Después de que los hombres se arriesgaron selva adentro, más de uno vino a contarle al fraile tuerto las cosas que supuestamente habían hecho, y un clima de delirio envolvió a la tripulación. El propio Orellana afirmó que habían seguido el rastro de las amazonas buen trecho selva adentro, pero que los detuvo el temor de que ellas fueran dejando su hilo en la maraña para hacerlos perder entre esos laberintos de árboles que se repiten sin fin. Algunos avanzaron en grupos de tres y de cuatro, explorando ese tejido que se abre siempre a tramas nuevas, oyendo movimientos de cosas que huyen, dejándose extraviar por los pájaros, viendo la cambiante vegetación y la abundancia de animales de la selva, y trajeron historias que sí bien pueden haber ocurrido también pudieron ser sólo invenciones para presumir ante sus compañeros, o para satisfacer la necesidad de hechos memorables que contar al regreso.

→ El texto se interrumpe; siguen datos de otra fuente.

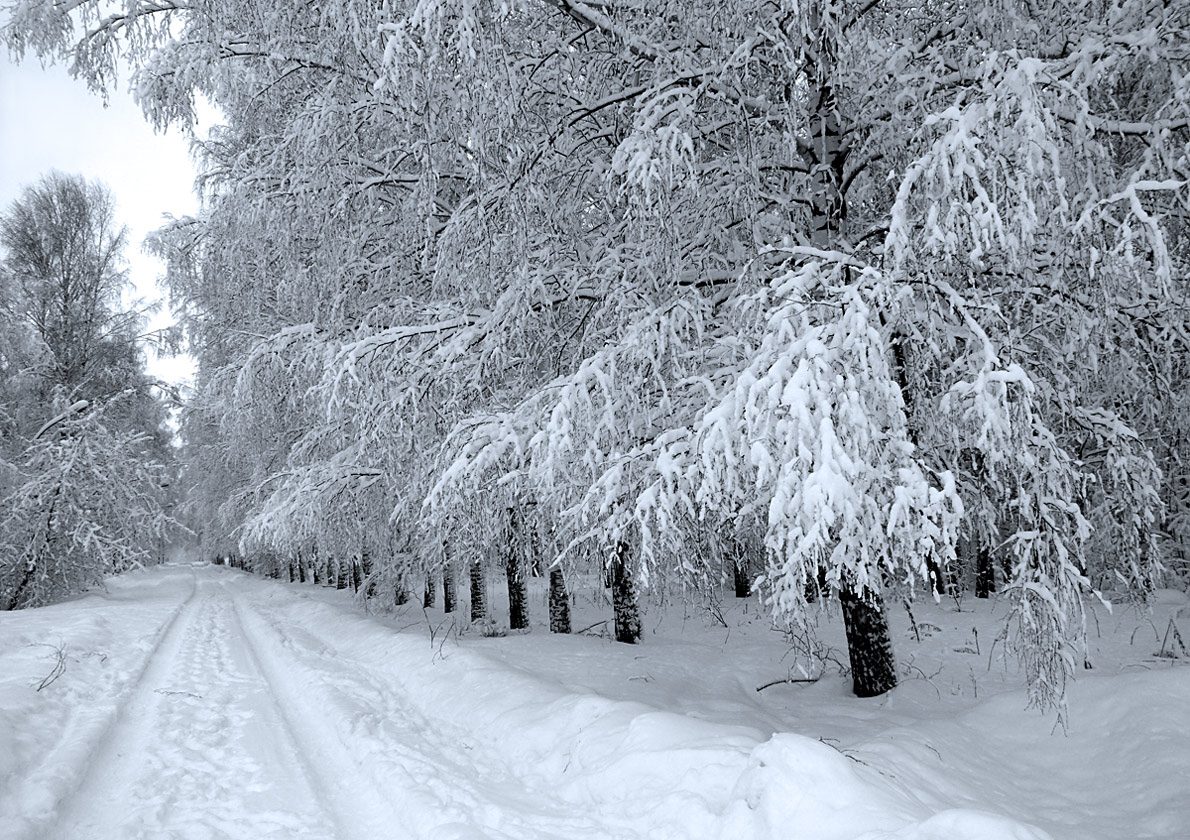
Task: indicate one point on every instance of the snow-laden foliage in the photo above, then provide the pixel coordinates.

Las selvas, Dios mediante, iban a quedar atrás. Los hombres querían, en caso de que saliéramos con vida, tener historias de qué envanecerse si algún día volvíamos al mundo humano. Cada quien vivió su propia experiencia de la selva, y cada quien contará una historia distinta, pero puedo decirte que al final de ese viaje hablamos de tantas cosas que ya no sé qué vimos. La selva es por demás tan extraña, tan misteriosa, que es más fácil entender lo que dice el que la vio fugazmente que entender lo que sabe el que ha vivido en ella la vida entera. Varias cuadrillas pasaron algún tiempo errando por la selva, y los cuentos que traían llenaron el barco por semanas.

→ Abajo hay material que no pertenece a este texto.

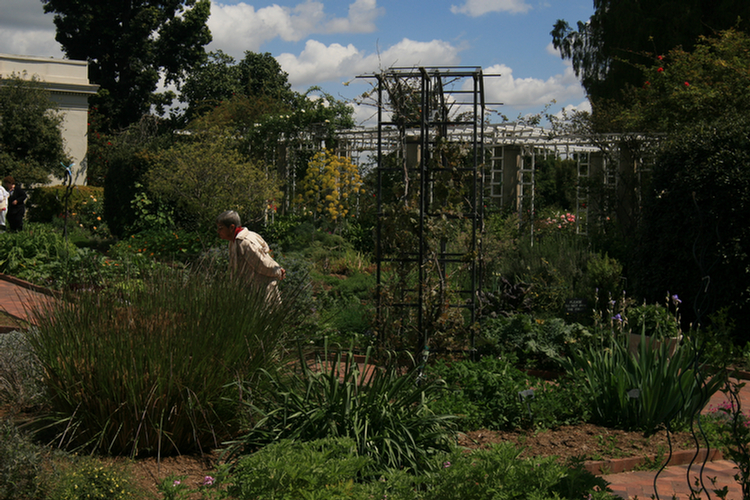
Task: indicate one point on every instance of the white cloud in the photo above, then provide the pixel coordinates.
(524, 93)
(240, 27)
(476, 8)
(26, 30)
(320, 63)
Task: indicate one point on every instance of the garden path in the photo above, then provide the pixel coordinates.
(18, 296)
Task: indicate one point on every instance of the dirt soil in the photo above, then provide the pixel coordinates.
(583, 441)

Entre ellos cinco hombres entraron en la selva y no volvieron, de modo que, pasados dos días con sus noches, Orellana tomó la decisión de emprender la partida y no esperarlos más, pensando que habrían sucumbido a manos de las mujeres, de otros pueblos o de las fieras hambrientas. Increíblemente, al promediar el tercer día los encontramos en la orilla tras una de las siguientes curvas del río. Venían devorados por los insectos, habían comido raíces y lagartos, hablaban de animales luminosos, de pueblos de gentes diminutas que habitaban en las raíces de los árboles, de follajes que contaban secretos, decían que la selva tenía vértebras y pelaje de tigre, e infinidad de indicios nos convencieron de que habían masticado la locura en las cortezas verdes. Pero algunas de las historias que contaron sobre las amazonas alimentaron el relato que después recogió fray Gaspar en su crónica.

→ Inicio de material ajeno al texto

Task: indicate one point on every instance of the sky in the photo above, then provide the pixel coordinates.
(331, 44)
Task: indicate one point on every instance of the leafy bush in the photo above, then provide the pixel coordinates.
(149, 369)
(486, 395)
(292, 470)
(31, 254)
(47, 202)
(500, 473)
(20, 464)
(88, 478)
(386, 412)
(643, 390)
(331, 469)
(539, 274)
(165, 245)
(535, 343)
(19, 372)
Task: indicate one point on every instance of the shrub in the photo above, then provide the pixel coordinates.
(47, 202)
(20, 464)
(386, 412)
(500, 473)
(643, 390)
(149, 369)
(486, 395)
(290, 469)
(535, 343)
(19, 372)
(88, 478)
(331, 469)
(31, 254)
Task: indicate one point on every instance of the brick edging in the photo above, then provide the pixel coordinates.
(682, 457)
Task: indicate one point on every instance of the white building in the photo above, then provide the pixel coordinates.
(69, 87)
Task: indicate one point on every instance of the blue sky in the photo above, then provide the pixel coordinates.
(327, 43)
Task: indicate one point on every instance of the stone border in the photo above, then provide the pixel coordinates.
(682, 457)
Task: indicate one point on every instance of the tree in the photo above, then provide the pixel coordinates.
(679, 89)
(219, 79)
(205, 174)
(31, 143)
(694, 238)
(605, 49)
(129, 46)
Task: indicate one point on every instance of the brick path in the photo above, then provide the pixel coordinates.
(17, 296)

Finalmente salimos de la más extraña de las regiones de la selva, que aquellos indios llaman Tupinamba. Todo seguía tan poblado que nuestras pequeñas naves se abrían paso como un par de hojas cubiertas de hormigas entre las aguas primitivas vigiladas por grandes serpientes. Cada día sentíamos más que la selva nos miraba con millares de ojos. Había pueblos y pueblos y pueblos, y en ciertas partes las aldeas eran tan alargadas que cada sección tenía su embarcadero con muchas piraguas. La selva puede ser oscura, y enmarañada y laberíntica, pero el río es un camino inmenso y abierto, a veces bajo las lluvias y las tempestades, a veces bajo los temporales y sus temibles truenos y relámpagos, pero muchas veces bajo los barcos luminosos de las nubes, en el aire más diáfano, y todos los que viven a su orilla están comunicados. Como ya te lo he dicho, el peligro mayor no está en la selva ni en el río, sino en el choque de nuestra mente y de nuestras costumbres con la selva y el río. No tenemos propósitos tan misteriosos ni somos tan lentos como los árboles, algo en ese mundo nos atenaza, algo nos llena de urgencia y de impaciencia, porque las cosas no maduran a nuestro ritmo, la fruta es demasiado lenta y la serpiente es demasiado rauda, nada parece tener intención propia: todo responde a un designio indescifrable y ajeno. Y entre sus grandes hojas la voluntad desespera, las nubes pesan sobre el alma, el agua es menos obediente que un gato, las luciérnagas hieren los ojos, la noche es un silencio demasiado lleno de ruidos, un vacío demasiado lleno de cosas, una oscuridad demasiado llena de estrellas.